Esayian's race would see him finish where he started, but it wasn't for a lack of trying. "I had a decent start to the race but James [Clay] and Pierre [Kleinubing] were dicing and they both went off. When Kleinubing came back on, it was clear he wasn't too concerned that we were going to bang fenders so I lifted and moved offline. I simply carried too much speed into turn three, considering my track position, and went off. The splitter got ripped off and at that point, I was dead in the water. After that I just drove around. It was boring as heck. I had a top five car and blew it."
With his team working at full speed to prepare their trio of BMW E90s before sending them off to race in Canada, Clay's thankful to have a sponsor whose products allow his crew to make fast work of a short timeline.
"It is great to be partnered with GearWrench again this season -- we are stocked up with their tools in the shop and they send us packages of newly developed products through the year. Their innovative line of tools keeps our turnarounds efficient and fast, which then allows us to focus on the extras it takes to roll into Mosport ready to win, not just ready to run on the track."
Once the BimmerWorld/GearWrench transporter arrives at the rolling, 2.5 mile, 10-turn track, both Thomas and Esayian look forward to putting the superior handling of their BMW E90s to the test.
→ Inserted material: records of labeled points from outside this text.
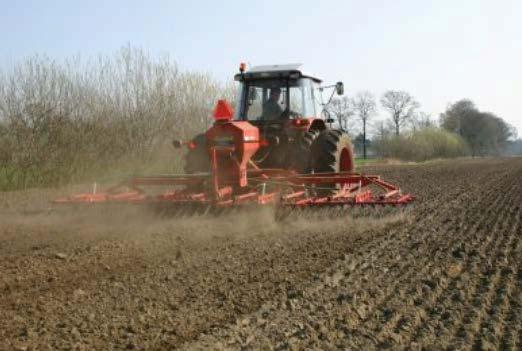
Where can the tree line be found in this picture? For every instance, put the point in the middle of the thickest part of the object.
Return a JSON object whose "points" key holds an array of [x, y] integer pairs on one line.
{"points": [[63, 122], [464, 128]]}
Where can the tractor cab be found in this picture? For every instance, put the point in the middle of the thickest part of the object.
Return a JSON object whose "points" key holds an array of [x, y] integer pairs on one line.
{"points": [[278, 94]]}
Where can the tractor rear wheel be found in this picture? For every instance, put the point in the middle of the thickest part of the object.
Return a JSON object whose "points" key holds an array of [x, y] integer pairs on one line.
{"points": [[197, 159], [332, 151], [301, 155]]}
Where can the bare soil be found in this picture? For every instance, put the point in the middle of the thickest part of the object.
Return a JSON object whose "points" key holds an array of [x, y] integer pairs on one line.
{"points": [[446, 274]]}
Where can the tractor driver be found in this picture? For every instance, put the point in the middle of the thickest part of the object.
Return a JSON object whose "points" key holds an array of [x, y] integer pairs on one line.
{"points": [[271, 108]]}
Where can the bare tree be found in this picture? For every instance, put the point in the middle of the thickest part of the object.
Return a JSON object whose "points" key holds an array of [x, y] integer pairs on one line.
{"points": [[365, 106], [401, 106], [421, 120], [342, 110]]}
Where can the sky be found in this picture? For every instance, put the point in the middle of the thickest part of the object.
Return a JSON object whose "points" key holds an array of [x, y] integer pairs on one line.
{"points": [[438, 51]]}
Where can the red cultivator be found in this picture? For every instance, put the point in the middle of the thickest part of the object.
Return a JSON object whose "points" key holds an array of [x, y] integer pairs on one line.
{"points": [[290, 161]]}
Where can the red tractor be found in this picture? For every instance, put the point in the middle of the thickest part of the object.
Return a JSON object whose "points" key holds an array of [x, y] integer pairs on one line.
{"points": [[286, 106], [274, 149]]}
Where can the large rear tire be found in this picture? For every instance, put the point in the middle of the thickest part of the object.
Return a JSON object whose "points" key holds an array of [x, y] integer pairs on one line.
{"points": [[331, 152]]}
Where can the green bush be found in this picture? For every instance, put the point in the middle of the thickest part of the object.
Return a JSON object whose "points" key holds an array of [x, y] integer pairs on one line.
{"points": [[422, 145]]}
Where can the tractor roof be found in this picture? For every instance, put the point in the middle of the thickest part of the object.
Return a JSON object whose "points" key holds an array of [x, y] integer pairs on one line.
{"points": [[289, 70]]}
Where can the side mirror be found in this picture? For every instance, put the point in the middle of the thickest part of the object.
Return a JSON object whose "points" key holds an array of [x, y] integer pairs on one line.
{"points": [[252, 96], [339, 88]]}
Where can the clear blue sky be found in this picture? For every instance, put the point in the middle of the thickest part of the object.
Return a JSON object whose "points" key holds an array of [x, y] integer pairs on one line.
{"points": [[439, 51]]}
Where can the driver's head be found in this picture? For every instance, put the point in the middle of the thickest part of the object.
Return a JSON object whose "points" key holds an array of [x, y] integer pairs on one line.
{"points": [[275, 93]]}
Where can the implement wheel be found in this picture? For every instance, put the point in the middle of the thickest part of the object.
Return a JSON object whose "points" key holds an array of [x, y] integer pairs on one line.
{"points": [[197, 159]]}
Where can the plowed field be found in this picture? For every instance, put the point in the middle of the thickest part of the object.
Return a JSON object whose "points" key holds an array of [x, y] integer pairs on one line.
{"points": [[446, 274]]}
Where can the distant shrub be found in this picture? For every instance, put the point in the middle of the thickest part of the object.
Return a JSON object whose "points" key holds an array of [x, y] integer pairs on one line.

"Mosport is going to be great!" Thomas exclaimed. "I have already been thinking about how to drive the track with the cars as they are developed now -- I think our E90s are going to be fast there. Last year we should have sprayed some champagne with the crew at Mosport but a brain fade on my part cost us that opportunity. This year we are looking for redemption and I am confident we will be celebrating with the crew at our favorite track."
For Esayian, the greatness of Mosport comes from its mix of high and low speed corners, and its many elevation changes. "The first time I drove there it was a bit intimidating. The average speed for a Touring Car is right around 100 mph; that's huge, and the track has a reputation for chewing up cars and drivers. But I've really grown to love the track and the great fans there.
"Of all the corners, I like Turn 8...you're just flying down the back straight and while you have to press the brakes hard on corner entry, you still carry a ton of speed into it. I have to guess that with the slight banking there, we are pulling some serious Gs. If you get it right it feels great and the result is a great lap time...but if you blow it, any number of disasters can befall you."